Mirzaei Salehabadi Sedigheh, Sengupta Debasis
Applied Statistical Unit, Indian Statistical Institute, Kolkata, 700108, India.
Lifetime Data Anal. 2016 Oct;22(4):473-503. doi: 10.1007/s10985-015-9345-9. Epub 2015 Sep 21.
In a cross-sectional observational study, time-to-event distribution can be estimated from data on current status or from recalled data on the time of occurrence. In either case, one can treat the data as having been interval censored, and use the nonparametric maximum likelihood estimator proposed by Turnbull (J R Stat Soc Ser B 38:290-295, 1976). However, the chance of recall may depend on the time span between the occurrence of the event and the time of interview. In such a case, the underlying censoring would be informative, rendering the Turnbull estimator inappropriate. In this article, we provide a nonparametric maximum likelihood estimator of the distribution of interest, by using a model adapted to the special nature of the data at hand. We also provide a computationally simple approximation of this estimator, and establish the consistency of both the original and the approximate versions, under mild conditions. Monte Carlo simulations indicate that the proposed estimators have smaller bias than the Turnbull estimator based on incomplete recall data, smaller variance than the Turnbull estimator based on current status data, and smaller mean squared error than both of them. The method is applied to menarcheal data from a recent Anthropometric study of adolescent and young adult females in Kolkata, India.

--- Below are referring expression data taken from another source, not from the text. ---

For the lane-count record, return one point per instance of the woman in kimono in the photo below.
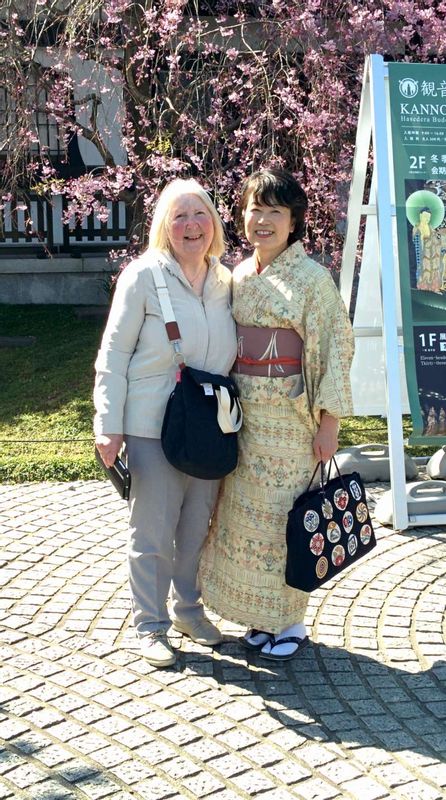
(295, 346)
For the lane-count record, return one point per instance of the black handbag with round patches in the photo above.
(328, 528)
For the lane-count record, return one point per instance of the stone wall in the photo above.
(66, 281)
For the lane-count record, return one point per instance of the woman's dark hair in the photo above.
(276, 187)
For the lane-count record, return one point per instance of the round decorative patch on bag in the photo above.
(322, 567)
(317, 544)
(347, 521)
(365, 534)
(361, 512)
(327, 509)
(311, 520)
(340, 499)
(355, 489)
(338, 555)
(333, 532)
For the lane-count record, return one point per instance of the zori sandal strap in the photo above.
(275, 641)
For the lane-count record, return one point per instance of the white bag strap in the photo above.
(229, 419)
(163, 294)
(173, 331)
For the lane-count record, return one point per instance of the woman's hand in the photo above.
(109, 446)
(325, 443)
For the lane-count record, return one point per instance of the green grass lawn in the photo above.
(46, 399)
(46, 407)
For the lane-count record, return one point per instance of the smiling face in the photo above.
(267, 228)
(190, 230)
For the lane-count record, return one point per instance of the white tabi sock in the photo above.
(287, 648)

在一项横断面观察研究中,事件发生时间分布可从当前状态数据或事件发生时间的回忆数据中估计。在这两种情况下,都可将数据视为区间删失数据,并使用Turnbull(《皇家统计学会会刊B辑》38:290 - 295,1976)提出的非参数最大似然估计量。然而,回忆的可能性可能取决于事件发生与访谈时间之间的时间跨度。在这种情况下,潜在的删失将是信息性的,使得Turnbull估计量不适用。在本文中,我们通过使用适合手头数据特殊性质的模型,提供了感兴趣分布的非参数最大似然估计量。我们还提供了该估计量的一个计算简单的近似值,并在温和条件下建立了原始版本和近似版本的一致性。蒙特卡罗模拟表明,所提出的估计量比基于不完全回忆数据的Turnbull估计量偏差更小,比基于当前状态数据的Turnbull估计量方差更小,且比这两者的均方误差都更小。该方法应用于印度加尔各答近期一项青少年和年轻成年女性人体测量研究中的初潮数据。